The humble Microsoft Excel file can wreak havoc in large scale eDiscovery. One lesser known cause for concern is its pivot table cache, which can deceive reviewers, potentially resulting in the disclosure of privileged or confidential data.
TL;DR (too long; didn’t read)
- Excel workbooks cache data that may be referenced in other workbooks
- Not all processing engines extract this information
- The impact of this can be significant on document review where privileged and confidential information is inadvertently disclosed or not captured for review
Impending doom
The doom that often accompanies the presence of Microsoft Excel files in document review, is something many eDiscovery professionals can empathise with. Excel files are complex beasts with an underlying data structure to match. This particular piece discusses one part of this underlying structure – the pivot cache – which has the ability to circumvent traditional searching methods if not appropriately handled.
Hidden in plain sight
Spreadsheets contain several layers of data, many of which contribute to the way information is presented back to end users.

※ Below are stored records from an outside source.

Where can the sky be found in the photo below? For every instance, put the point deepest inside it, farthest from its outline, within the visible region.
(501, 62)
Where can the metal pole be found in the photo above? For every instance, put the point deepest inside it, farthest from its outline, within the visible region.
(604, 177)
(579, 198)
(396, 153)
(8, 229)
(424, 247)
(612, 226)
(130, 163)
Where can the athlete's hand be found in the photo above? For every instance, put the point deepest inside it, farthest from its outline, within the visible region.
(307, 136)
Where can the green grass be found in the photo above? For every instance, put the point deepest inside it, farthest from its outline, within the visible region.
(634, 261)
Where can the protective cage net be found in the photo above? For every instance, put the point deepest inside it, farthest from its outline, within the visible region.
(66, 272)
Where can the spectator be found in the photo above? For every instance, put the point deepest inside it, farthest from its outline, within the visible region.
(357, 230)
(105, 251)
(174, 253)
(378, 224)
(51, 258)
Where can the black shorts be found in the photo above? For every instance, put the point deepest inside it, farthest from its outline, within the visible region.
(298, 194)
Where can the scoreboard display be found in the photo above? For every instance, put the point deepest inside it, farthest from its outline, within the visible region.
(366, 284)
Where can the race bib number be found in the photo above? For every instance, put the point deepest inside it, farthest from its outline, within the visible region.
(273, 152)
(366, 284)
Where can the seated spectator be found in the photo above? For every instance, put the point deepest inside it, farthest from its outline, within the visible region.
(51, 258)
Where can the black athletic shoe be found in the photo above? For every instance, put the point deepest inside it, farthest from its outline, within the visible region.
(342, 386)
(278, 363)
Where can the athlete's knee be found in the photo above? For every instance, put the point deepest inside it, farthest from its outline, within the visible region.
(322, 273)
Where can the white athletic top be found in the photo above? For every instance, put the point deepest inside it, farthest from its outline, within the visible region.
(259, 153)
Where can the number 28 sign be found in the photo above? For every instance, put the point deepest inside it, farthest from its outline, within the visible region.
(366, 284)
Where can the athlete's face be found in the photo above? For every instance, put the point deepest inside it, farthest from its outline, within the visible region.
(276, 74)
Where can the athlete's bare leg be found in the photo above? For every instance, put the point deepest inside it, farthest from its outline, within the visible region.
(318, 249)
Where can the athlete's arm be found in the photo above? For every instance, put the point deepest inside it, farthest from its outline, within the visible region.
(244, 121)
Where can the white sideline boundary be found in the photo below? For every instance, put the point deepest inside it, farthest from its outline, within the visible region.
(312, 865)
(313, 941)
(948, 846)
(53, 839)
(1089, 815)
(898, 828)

If you are using a Windows file system, a quick way to visualise this is to change the extension of any Microsoft Excel workbook to ‘.zip’:
The result is a zip bundle that contains the following folder structure:
These folders represent the underlying structure of your workbook which is broadly broken down in the following ways:
- FOLDER – _rels – stores the package relationships required for the operation of the workbook
- FOLDER – docProps – file level metadata, ie: written by/written on
- FOLDER – xl – contains the actual content in your workbook
- FILE – [Content_types].xml – contains references to the XML files within the folders above
Digging Deeper
Let’s take this further. Consider two workbooks and their underlying folder structure:
- Example one – a blank workbook
- Example two – a workbook that also contains a table, some formatting and a pivot table
Taking a look into the ‘xl\’ location of both these examples allows us to observe how particular features impact the underlying Excel data structure:
Example one – the blank excel workbook contains the default ‘xl\’ structure
Example two – the addition of a table, pivot table, content and formatting adds extra material to the ‘xl\’ location:
It’s clear that as the workbook becomes more complex so too does the underlying structure.

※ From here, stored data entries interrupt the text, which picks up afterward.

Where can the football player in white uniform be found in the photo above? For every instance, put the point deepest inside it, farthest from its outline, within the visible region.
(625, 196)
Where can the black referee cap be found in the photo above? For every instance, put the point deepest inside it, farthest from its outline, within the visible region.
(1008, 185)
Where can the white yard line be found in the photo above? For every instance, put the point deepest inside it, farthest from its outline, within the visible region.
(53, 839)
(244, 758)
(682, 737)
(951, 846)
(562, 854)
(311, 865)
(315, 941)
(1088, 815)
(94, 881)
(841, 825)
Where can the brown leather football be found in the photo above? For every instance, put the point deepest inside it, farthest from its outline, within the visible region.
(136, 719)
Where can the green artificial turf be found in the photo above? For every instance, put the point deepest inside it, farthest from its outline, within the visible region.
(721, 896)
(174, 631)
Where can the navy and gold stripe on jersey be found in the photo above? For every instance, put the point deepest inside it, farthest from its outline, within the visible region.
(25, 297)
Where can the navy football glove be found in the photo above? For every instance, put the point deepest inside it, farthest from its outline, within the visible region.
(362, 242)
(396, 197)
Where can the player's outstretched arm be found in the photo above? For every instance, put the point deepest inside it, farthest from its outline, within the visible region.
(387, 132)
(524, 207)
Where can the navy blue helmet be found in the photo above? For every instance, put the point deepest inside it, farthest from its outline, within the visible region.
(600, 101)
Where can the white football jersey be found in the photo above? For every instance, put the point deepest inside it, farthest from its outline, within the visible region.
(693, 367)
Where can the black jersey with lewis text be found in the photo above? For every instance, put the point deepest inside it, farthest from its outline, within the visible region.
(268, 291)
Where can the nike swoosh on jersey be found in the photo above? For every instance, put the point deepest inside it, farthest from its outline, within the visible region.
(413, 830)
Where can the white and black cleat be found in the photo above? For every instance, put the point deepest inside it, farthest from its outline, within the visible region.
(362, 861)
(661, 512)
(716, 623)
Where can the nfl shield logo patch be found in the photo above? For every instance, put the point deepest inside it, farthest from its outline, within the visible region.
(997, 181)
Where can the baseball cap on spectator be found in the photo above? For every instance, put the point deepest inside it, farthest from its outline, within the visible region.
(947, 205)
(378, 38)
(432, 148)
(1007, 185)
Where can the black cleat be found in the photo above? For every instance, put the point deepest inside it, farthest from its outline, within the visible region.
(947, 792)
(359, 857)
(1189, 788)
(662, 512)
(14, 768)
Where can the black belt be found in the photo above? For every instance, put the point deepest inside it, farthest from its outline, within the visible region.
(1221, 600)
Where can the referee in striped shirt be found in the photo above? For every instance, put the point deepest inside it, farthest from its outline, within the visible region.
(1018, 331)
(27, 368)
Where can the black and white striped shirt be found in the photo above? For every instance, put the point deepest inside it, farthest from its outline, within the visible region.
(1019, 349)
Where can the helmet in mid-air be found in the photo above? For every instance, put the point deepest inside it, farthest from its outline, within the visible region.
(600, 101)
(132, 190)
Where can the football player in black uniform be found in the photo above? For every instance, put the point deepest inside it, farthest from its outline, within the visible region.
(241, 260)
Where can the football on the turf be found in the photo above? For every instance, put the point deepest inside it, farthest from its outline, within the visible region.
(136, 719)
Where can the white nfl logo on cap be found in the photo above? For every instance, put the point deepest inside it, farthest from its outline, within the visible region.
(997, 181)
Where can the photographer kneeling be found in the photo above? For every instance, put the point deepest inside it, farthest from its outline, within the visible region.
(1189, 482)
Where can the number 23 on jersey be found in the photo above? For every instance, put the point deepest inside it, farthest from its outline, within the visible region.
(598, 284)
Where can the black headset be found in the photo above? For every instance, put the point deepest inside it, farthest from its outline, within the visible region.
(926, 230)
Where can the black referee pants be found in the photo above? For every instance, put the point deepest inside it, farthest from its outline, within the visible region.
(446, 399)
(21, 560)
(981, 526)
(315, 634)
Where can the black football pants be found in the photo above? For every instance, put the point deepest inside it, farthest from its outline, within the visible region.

Introducing the pivotCache
In example two (above) – the presence of the folder titled ‘pivotCache’ uncovers an interesting challenge for budding eDiscovery enthusiasts.

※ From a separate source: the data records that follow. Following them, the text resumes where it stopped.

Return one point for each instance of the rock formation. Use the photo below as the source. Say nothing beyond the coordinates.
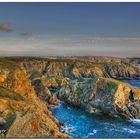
(22, 113)
(103, 95)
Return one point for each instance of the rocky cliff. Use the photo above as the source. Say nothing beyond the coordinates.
(29, 85)
(103, 95)
(22, 113)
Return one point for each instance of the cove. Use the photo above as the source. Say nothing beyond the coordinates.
(80, 124)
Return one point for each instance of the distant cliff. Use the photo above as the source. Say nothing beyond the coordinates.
(28, 85)
(22, 113)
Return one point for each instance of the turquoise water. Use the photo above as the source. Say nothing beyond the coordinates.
(79, 124)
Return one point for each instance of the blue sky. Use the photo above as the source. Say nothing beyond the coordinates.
(70, 29)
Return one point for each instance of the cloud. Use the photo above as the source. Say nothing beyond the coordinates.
(5, 27)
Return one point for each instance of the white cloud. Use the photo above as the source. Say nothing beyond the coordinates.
(72, 45)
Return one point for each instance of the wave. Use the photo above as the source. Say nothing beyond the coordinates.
(135, 121)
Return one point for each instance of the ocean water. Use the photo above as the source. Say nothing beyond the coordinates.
(79, 124)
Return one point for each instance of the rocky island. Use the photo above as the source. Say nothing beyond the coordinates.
(29, 85)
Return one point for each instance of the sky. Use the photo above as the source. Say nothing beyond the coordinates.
(70, 29)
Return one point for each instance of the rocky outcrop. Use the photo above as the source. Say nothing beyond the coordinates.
(55, 72)
(104, 95)
(22, 113)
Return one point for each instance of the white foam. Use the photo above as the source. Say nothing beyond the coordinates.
(135, 121)
(129, 130)
(92, 133)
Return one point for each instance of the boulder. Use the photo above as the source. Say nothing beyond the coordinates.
(104, 95)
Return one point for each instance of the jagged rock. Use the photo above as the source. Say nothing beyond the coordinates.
(53, 100)
(106, 95)
(18, 95)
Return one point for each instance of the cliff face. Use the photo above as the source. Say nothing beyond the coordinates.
(83, 82)
(103, 95)
(54, 73)
(22, 113)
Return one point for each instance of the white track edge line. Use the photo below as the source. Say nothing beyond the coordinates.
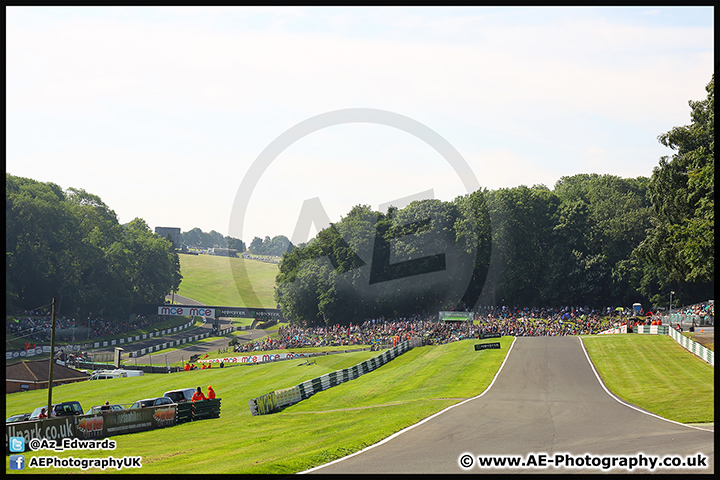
(396, 434)
(621, 401)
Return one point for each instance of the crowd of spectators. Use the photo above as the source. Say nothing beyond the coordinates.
(490, 320)
(35, 326)
(699, 309)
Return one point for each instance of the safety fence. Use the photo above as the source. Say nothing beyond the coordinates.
(692, 346)
(274, 401)
(74, 348)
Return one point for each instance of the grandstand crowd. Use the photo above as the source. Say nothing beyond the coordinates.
(34, 326)
(489, 320)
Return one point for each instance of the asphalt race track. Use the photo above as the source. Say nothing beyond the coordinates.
(546, 399)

When a pivot table is generated in Microsoft Excel, a cache is created that stores the underlying data. This cache, is a replica of the pivot data source and acts as the location that the workbook references when conducting calculations. It is stored in the ‘xl\pivotCache’ location and explains why pivot tables are able to generate and regenerate themselves so quickly, irrespective of their source volume. It also accounts for the ballooning file size that often accompanies workbooks with pivot tables:
By opening the pivotCacheDefinition1.xml we see an XML representation of the pivot data source:
More commonly viewed as any table or range in a workbook:
There are some things about the above that are interesting. One, all data in Excel is stored in a readily accessible XML format. And two, this data is just duplication other XML files not contained in the pivotCache folder. As such, the pivotCache here only contains only information visible on the face of the document – which isn’t remarkable in the slightest!
But let’s take this a little further. Let’s consider how you might go about creating a pivot table:
- there’s the traditional method where you point to data somewhere in your workbook;
- there’s the slightly more advanced method of creating that pivot from a named range or table – or;
- there’s the out of this world method of pointing to a datasource not in your current file.
It’s the last of the three options above where the pivot table cache begins to cause problems.
The dark side of the force
As has probably become clear by now, an Excel workbook creates a replica of the data source that powers a pivot table and stores it within its file structure. The examples we have dealt with so far provide instances where the replicated data does not contain unique information – because it is drawn from within the workbook. However, as we are about to see, this replication also extends to data being referenced from external workbooks. That is, data that isn’t immediately apparent on the face of the document.
Example three (below) is a spreadsheet that contains a blank pivot table. That pivot table was generated over a table range from an external workbook. As you can see, the generated pivot table remains blank.
On the face of the document, there is no data to review. And unlike the examples referred to above (see example two), there is no source data stored on any other sheet in the workbook. However, if we take a look at the underlying pivotCache, we notice that there is indeed source data sitting in the cache.
Which contains:
This data, as you may have guessed, is the associated pivot source in the external workbook!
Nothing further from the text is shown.